In the Southern District, the Port Graham Subdistrict opened July 14 to commercial set gillnetting for the first time this season. Returns haven’t been especially high, so that fishery has been closed so far, says Glenn Hollowell, Fish and Game Finfish Area Management Biologist for the Lower Cook Inlet.

 

“We’ve been tracking the sockeye return to English Bay Lakes,” says Hollowell. “It’s been what I’ve called modest this year. We’ve just barely made our escapement goals with a subsistence fishery but no commercial fishery.

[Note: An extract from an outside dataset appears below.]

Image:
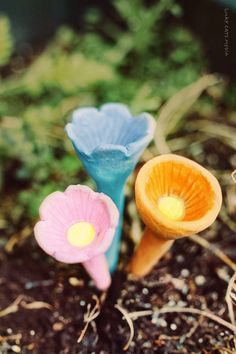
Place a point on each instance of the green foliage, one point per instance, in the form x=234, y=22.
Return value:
x=6, y=41
x=141, y=57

Had we had a commercial fishery, I think it would have depressed escapement to the lakes below the level that we want to see. So, we’ve kept the commercial fishery closed and the subsistence fishery open.”

 

The sustainable escapement goal is 6,000 to 13,500 sockeye. As of July 11, about 6,700 fish had returned. Beginning at 6 a.m. July 14, it is open for regular 48-hour Monday and Thursday commercial fishing periods. The subsistence fishery will remain open.

 

Set gillnetting opened in portions of the Barabara Creek, Tutka Bay, Halibut Cove, and Seldovia Bay Subdistricts in early June. Those areas will remain open for two 48-hour fishing periods per week. Hollowell says it’s still early in the season to tell, but this harvest doesn’t seem to  match up to last year’s.

 

“It seems like we’ve been running slightly ahead of the 10-year average,” says Hollowell. “But last year was just an amazing year. We were way ahead of the 10-year average last year and we seem to be trailing that a little bit this year.”